Recensione “Buried” (2010)

Un film interamente girato all’interno di una bara: è questa la sfida impossibile raccolta da Rodrigo Cortés, ennesimo talento emergente del cinema spagnolo, che ha trasformato una sceneggiatura geniale e allo stesso tempo difficile in una miracolosa esecuzione cinematografica. Cortés immerge gli spettatori insieme al suo protagonista per oltre 90 minuti all’interno di una cassa, senza un raggio di sole, senza un filo d’aria, riuscendo a tenere sempre alto il ritmo e procurando una vera e propria esperienza fisica: il film è costantemente dinamico, nonostante la limitazione spaziale della location.

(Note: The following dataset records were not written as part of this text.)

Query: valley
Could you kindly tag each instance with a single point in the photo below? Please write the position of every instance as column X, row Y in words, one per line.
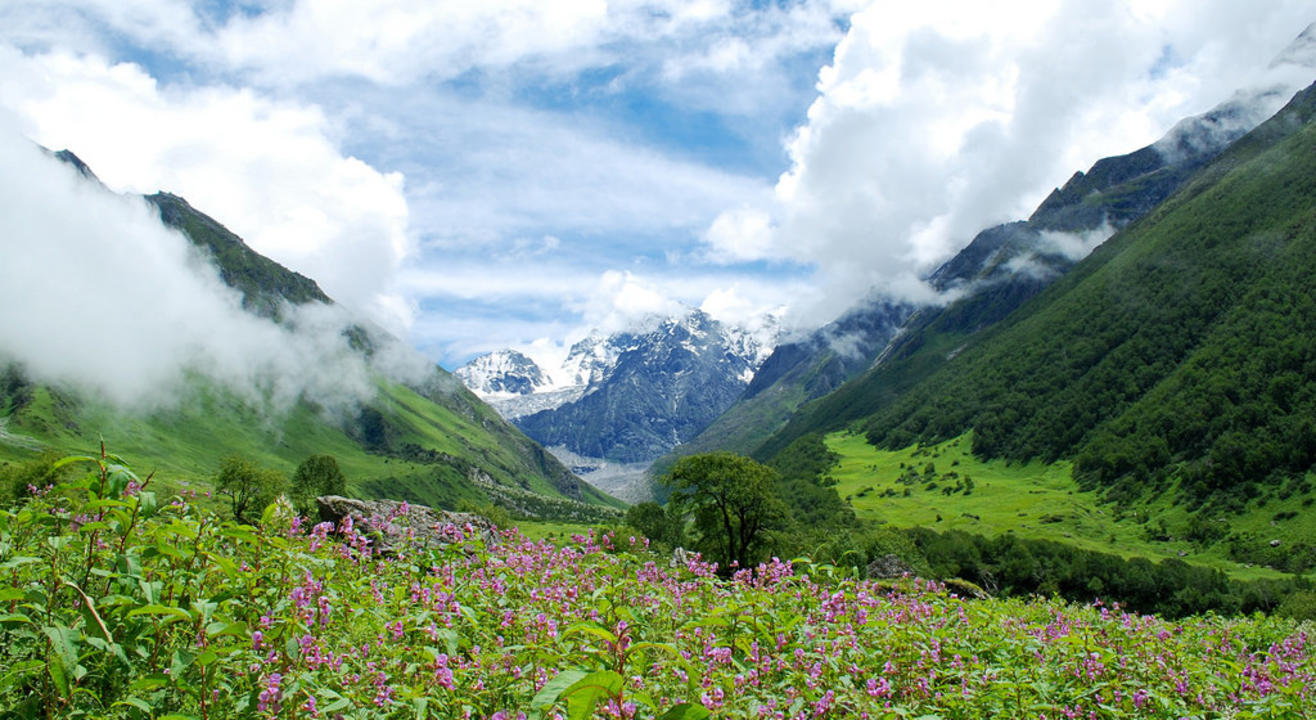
column 791, row 377
column 1038, row 500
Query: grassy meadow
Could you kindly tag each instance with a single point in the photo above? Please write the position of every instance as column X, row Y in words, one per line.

Buio. Respiri affannati, e dopo pochi minuti la luce di un accendino. Via il bavaglio dalla bocca, e piano piano la consapevolezza di trovarsi in una bara, sepolto vivo: è così che comincia la storia di Paul Conroy. Un accendino, un cellulare e una matita sono tutto ciò che ha, oltre a l’aria che ancora gli resta. Attraverso il telefono comincia a cercare aiuto, e viene a scoprire il motivo per cui è finito in questa situazione. Ma la batteria è limitata, così come l’aria, mentre la sabbia comincia lentamente a filtrare dal legno della bara.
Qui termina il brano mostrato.